J'étais prête à tout pour maintenir ma famille soudée.
J'étais une femme, une mère , qui ne demandait qu'à vivre heureuse avec les miens.
Morine, c'est moi.
Dix ans plus tôt, je convolais en juste noces avec Brice, mon amour d'Université.
Nous étions un jeune couple, beau qui faisait des envieux.
Je nageais carrément dans l'euphorie à nos débuts. J'avais pu bâtir cette famille que je désirais depuis si longtemps.
Même s'il arrivait des moments où j'avais un pincement de regret,de doute, je rejetais tout en me rappelant qu'avoir une famille était la chose que j'avais toujours désirée.
La famille était sacrée.
J'aimais mon mari et il m'aimait aussi.
Issue d'une famille monoparentale, j'avais très tôt décidé de me marier et de fonder ma propre famille.
Je voulais que mes enfants grandissent avec leurs deux parents.
J'eus cette grâce de tomber sur celui qui allait devenir l'amour de ma vie : Brice !
Entre lui et moi, les choses n'étaient pas censées aller si loin. Même si nous étions différents, dès notre première rencontre, je compris qu'il était l'homme de ma vie.
Brice était ce gars grand, séduisant qui attirait les filles malgré lui.

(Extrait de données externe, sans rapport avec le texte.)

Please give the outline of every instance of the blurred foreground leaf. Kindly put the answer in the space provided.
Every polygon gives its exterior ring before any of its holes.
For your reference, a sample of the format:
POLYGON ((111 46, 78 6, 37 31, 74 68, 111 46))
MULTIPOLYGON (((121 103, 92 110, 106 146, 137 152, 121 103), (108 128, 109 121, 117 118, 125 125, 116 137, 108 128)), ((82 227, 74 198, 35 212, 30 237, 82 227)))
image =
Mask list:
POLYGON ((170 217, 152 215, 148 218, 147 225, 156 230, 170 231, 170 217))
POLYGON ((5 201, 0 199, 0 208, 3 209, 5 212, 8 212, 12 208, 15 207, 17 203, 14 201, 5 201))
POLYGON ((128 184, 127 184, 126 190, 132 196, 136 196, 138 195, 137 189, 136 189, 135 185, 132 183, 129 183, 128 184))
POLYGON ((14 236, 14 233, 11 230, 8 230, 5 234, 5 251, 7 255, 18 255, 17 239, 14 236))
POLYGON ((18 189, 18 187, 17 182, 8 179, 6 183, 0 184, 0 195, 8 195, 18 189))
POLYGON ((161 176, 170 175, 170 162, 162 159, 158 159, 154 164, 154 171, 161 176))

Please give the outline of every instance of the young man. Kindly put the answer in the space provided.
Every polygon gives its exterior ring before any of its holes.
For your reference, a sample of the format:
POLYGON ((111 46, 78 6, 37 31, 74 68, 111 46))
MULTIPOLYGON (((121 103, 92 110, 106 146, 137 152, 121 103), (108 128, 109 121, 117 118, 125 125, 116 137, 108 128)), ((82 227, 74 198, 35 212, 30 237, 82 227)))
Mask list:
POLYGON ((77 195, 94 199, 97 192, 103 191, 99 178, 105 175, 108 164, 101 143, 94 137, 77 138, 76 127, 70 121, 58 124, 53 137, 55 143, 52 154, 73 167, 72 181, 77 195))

Et il adorait les fêtes alors que j'étais toujours recroquevillée dans ma coquille.
Il avait la possibilité d'avoir n'importe quelle femme mais, il me choisit. Ne vous trompez pas, je ne suis pas si moche à regarder mais je n'étais pas exactement ce genre de fille qu'on se serait attendu qu'il épouse.
Pragmatique, la tête sur les épaules, je découvris très vite que mon mari n'était pas celui qu'il présentait aux yeux du monde.
Il restait un éternel enfant dans le corps d'un adulte.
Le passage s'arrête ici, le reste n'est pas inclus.